Sometimes, I need to be reminded repeatedly of something important. It may take two, three or four times before I go "Oh yeah, this is something I need to do
today."
This cake is a perfect example.
Then, my friend Jody brought this to a potluck at work. I again thought "I have to make this." Just as quickly, the idea vanished.
Then, my bloggy friend Pamela
posted this cake. I thought "I really do have to make this." Just as quickly, the idea vanished.
It took looking in my fridge this morning and seeing a pint of raspberries nearing the end of their useful life and the last of a half gallon of buttermilk (a size I never buy, but it's made me make a bunch of recipes just so I could use it up). That combination of events made me say "I have to make that raspberry cake RIGHT NOW."
You know by now that I can never leave well enough alone.

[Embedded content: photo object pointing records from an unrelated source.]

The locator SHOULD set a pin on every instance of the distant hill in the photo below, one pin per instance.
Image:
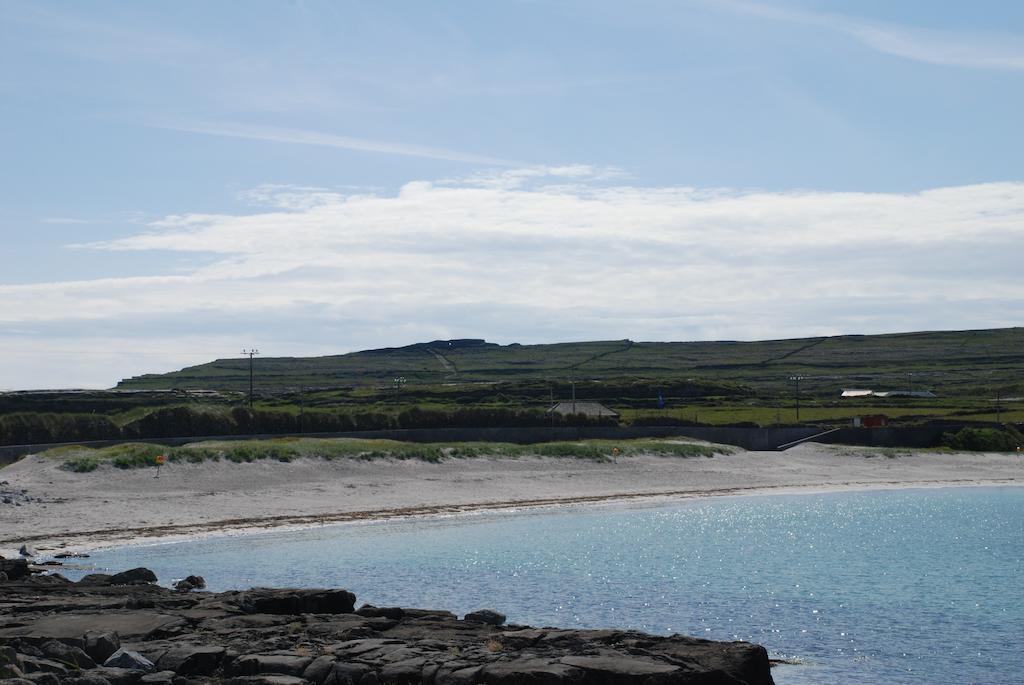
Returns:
(947, 361)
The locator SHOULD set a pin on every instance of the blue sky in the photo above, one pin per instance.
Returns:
(181, 180)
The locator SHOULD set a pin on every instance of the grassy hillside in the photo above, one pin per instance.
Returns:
(952, 362)
(977, 376)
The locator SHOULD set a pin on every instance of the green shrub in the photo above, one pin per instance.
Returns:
(981, 439)
(81, 464)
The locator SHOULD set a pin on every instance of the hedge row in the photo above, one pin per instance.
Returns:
(34, 428)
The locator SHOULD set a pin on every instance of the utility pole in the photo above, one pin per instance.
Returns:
(250, 353)
(572, 383)
(797, 379)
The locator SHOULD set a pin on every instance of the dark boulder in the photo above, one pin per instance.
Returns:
(252, 665)
(100, 645)
(294, 602)
(126, 658)
(488, 616)
(133, 575)
(192, 659)
(14, 568)
(318, 669)
(190, 583)
(68, 654)
(95, 579)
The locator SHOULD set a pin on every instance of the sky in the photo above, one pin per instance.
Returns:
(179, 181)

So I took Deb's spin on the
original recipe from Gourmet and I added 1/4 cup of chocolate chips. Because, hey, chocolate and raspberry, need I say more?
Today was one of those days that I rebelled against my mixer. They're rare, but I mixed bread dough last night for Peter Reinhart's cranberry walnut celebration bread, and I was feeling like not using it. So I used my hand mixer, and it was fine. The batter for this cake reminds me a lot of
this coffee cake. Since three people I respect mentioned how dangerous this cake is, I decided to make two 6" cakes and give one away. That was a wise choice, because this thing is dangerous, doubly dangerous in the 6" size. Cutting off a tiny wedge at a time seems so harmless until you realize you've consumed 1/4 of the recipe.

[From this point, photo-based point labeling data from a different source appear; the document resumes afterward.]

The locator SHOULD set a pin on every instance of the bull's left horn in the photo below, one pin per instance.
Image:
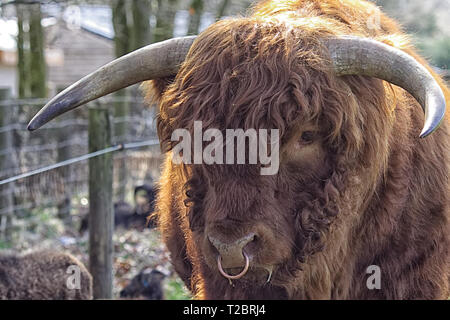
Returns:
(153, 61)
(361, 56)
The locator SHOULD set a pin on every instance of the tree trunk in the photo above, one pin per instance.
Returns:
(101, 215)
(37, 58)
(121, 107)
(222, 8)
(6, 164)
(195, 13)
(21, 55)
(140, 29)
(165, 19)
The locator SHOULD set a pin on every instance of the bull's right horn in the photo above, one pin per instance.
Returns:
(154, 61)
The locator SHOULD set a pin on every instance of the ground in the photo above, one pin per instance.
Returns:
(133, 250)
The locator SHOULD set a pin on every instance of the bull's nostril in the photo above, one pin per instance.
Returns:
(232, 253)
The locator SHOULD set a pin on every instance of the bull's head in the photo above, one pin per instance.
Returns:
(241, 220)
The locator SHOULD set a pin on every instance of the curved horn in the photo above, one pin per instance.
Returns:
(362, 56)
(153, 61)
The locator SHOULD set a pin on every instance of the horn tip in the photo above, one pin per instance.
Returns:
(34, 125)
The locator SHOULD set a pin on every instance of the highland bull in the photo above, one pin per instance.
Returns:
(359, 183)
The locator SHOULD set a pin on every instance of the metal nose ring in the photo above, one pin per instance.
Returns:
(238, 276)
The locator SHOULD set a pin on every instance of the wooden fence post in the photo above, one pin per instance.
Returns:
(6, 163)
(101, 216)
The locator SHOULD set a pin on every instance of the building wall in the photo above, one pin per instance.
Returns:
(8, 78)
(83, 52)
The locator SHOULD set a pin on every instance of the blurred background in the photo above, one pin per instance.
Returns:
(47, 45)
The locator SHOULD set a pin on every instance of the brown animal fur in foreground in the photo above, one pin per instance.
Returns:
(42, 275)
(356, 186)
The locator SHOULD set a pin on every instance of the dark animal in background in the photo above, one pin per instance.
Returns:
(43, 275)
(148, 284)
(356, 186)
(132, 218)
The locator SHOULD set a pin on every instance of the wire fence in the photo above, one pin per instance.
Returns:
(47, 169)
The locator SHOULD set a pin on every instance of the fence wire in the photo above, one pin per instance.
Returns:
(46, 168)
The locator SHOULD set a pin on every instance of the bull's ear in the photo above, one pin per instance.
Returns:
(154, 89)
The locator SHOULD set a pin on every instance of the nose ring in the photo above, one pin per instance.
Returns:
(238, 276)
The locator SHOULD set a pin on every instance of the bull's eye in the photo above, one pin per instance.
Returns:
(307, 137)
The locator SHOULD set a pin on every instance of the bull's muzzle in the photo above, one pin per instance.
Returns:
(233, 277)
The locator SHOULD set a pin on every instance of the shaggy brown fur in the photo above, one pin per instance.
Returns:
(42, 275)
(365, 191)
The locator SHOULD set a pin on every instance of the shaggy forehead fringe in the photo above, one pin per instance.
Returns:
(265, 73)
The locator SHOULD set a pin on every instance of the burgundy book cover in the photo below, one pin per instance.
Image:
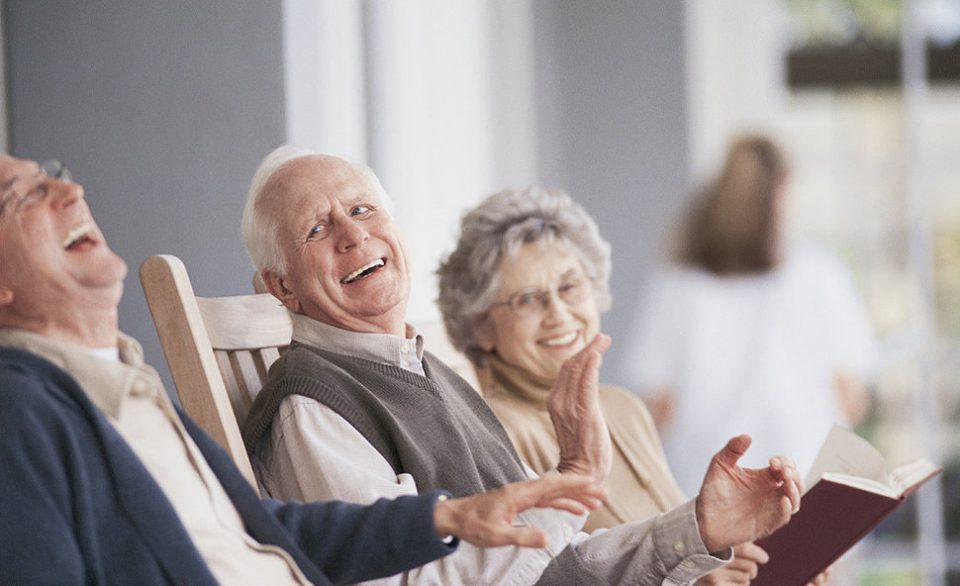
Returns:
(832, 518)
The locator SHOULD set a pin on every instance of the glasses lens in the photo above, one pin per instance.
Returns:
(574, 291)
(57, 170)
(528, 302)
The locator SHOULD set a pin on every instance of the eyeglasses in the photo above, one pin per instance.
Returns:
(52, 169)
(528, 303)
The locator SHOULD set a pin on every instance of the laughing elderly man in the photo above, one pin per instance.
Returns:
(357, 410)
(104, 481)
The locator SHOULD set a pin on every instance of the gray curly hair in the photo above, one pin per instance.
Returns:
(497, 228)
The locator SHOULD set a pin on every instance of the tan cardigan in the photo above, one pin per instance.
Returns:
(640, 484)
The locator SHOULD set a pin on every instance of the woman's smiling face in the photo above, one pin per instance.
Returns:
(536, 281)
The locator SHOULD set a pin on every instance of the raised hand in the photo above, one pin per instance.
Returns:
(737, 504)
(747, 559)
(486, 519)
(574, 407)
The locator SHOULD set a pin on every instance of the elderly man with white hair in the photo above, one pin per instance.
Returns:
(357, 410)
(104, 481)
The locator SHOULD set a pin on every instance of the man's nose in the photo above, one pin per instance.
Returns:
(63, 194)
(352, 234)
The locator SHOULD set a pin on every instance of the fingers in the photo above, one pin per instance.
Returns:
(522, 536)
(570, 492)
(783, 470)
(752, 552)
(735, 448)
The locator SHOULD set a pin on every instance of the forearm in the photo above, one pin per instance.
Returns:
(328, 459)
(650, 552)
(351, 543)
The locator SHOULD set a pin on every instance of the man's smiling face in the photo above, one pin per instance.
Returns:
(55, 266)
(345, 264)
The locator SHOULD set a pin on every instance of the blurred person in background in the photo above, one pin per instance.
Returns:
(743, 331)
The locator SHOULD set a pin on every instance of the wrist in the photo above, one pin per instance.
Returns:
(444, 518)
(704, 527)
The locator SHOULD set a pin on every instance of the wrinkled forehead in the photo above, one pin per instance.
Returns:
(319, 179)
(14, 173)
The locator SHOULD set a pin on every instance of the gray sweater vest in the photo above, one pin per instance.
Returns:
(436, 428)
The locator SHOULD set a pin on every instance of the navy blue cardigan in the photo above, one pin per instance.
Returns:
(78, 507)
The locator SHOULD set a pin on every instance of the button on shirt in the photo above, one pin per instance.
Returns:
(132, 397)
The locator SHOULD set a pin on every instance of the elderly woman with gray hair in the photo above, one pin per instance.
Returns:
(521, 293)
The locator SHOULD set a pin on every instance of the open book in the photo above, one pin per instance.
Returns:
(849, 491)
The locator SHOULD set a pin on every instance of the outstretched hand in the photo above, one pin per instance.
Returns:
(743, 504)
(486, 519)
(574, 407)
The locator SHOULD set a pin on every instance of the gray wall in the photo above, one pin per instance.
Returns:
(162, 110)
(612, 131)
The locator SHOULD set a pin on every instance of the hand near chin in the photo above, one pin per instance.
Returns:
(574, 407)
(737, 504)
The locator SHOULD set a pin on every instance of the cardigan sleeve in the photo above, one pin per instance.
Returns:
(352, 543)
(38, 544)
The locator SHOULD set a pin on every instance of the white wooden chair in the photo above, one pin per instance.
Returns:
(218, 349)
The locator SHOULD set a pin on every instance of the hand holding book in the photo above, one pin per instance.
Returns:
(849, 492)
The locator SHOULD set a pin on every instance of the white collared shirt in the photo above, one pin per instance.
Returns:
(312, 453)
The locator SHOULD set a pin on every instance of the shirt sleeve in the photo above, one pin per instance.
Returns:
(38, 541)
(666, 549)
(314, 454)
(326, 458)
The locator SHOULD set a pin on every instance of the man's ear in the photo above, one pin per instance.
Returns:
(276, 285)
(486, 337)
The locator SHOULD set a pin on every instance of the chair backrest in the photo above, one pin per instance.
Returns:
(436, 341)
(218, 349)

Don't be like me. Realize immediately that you have to make this cake today. You can use raspberries, blueberries (as Pamela did), peaches, plums, blackberries, cherries (if you have any in your freezer or they're still available where you live). I bet mango and strawberry would also work, but hot strawberries give me the willies.
In my other piece of news, today is my one year blogiversary. I had hoped to have a big announcement for you but we're experiencing technical difficulties. In any event, when I started this blog a year ago, I had no idea how much it would change my life. It has expanded my cooking and baking horizons and added another dimension to how I define who I am. Without knowing it, blogging has taken unexplored interests and given me a format to indulge them. I still haven't told friends that I do this, but I think that will come this year.
Over the next few days, I'll weigh in on the good, the bad and the ugly, how I've grown (both in knowledge and poundage), my philosophy and what inspires me. Please come back, for without you, it's pretty lonely here!